If you’re like me, you get 10+ phishing e-mails a day, asking you to login to some fake bank account site. Heck, my PayPal account was “suspended” five times just today. (Although it was really was frozen once.) Combine this with all the other stories of private information stolen from laptops, and you’ve got lots of potential headaches.
This MSNBC article entitled ‘Know your rights on bank account fraud‘ clearly outlines what your legal rights are if you do become a victim of idenity theft through your bank account. Although it’s from 2005, I learned a lot of new and useful stuff from this article. To quote:
Consumers have well-defined rights with respect to fraudulent electronic transfers, and should generally be able to obtain refunds with little hassle. The rights are spelled out in what’s known as “Reg-E,” or the Federal Reserve Board’s Regulation E. The Fed was authorized to draw up the regulation by the Electronic Funds Transfer Act of 1979. The regulation covers all manner of transfers into and out of bank accounts outside of paper checks, including the use of debit cards. It does not cover credit card transactions.
Basically, Regulation E covers everything but paper checks and credit cards. This includes money transfers via the internet, telephone, ATM, or debit card.
Consumer liability
When a debit card or other “acccess device” is lost, such as an online banking password, consumer liability is capped at $50 for those who notify banks within two business days. Consumers who notify the bank within 60 days have their liability capped at $500. After 60 days, if the consumer doesn’t inform the bank, any charges which occur become the consumers’ responsibility. If no access device is lost, and fraudulent charges mysteriously appear on a consumer’s account, the liability clock begins when the bank notifies its customer of the activity, usually through regular monthly statements.
To summarize, speed matters. The potential difference between 2 business days and 3 business days is $450. I had no idea. If you wait 60 days, you get nothing. Of course, your bank may choose to make you entirely whole according to their own policies.
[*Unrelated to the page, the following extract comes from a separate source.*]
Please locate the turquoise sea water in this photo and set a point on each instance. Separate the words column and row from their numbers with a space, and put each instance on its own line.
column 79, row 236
It’s really not always that easy. Unfortunately, in the situation with bank accounts, the consumer has the responsibility of proving the fraud and their innocence. If someone steals your ATM card, it’s usually not so hard to prove. In the case of ACH transactions, however, it’s much harder to prove.
In the case of PayPal, however, PayPal is usually pretty good about refunding fraudulent transactions (had over $1000 they refunded personally, not a phishing scheme, but someone had snooped packets on our router, and stupid me had some of my unsecure and secure passwords to websites the same, once they had my unsecure Yahoo password, they had my PayPal password, too).
I think that’s the point of this article though, that you do have rights, even if you did do something stupid (as below). You just have to know what your rights are and fight for them.
Having recently been a theft victim, I was told by a washington mutual representative when I informed the bank of the theft on the day after the theft incident, that I’ll be fully liable of any missing money unless I close the account immediately. I had a mortgage payment check pending at the time so I wanted to close the account the next day instead of that day, but was hoping that they can put holds on any transactions attempted after my check number. No luck. The representative told me, “sorry, close it now or you’re fully liable”. She didn’t mention any caps.
However, my sister, who also got her stuff stolen, went to another washington mutual branch, and was able to put temporary holds on any transactions after a certain date and check number. I may have just gotten a strange representative.
See, that is where I would ask to speak with a manager, and see if they are familiar with Schedule E. If you show that you know your legal rights, I’ve found that they take things more seriously.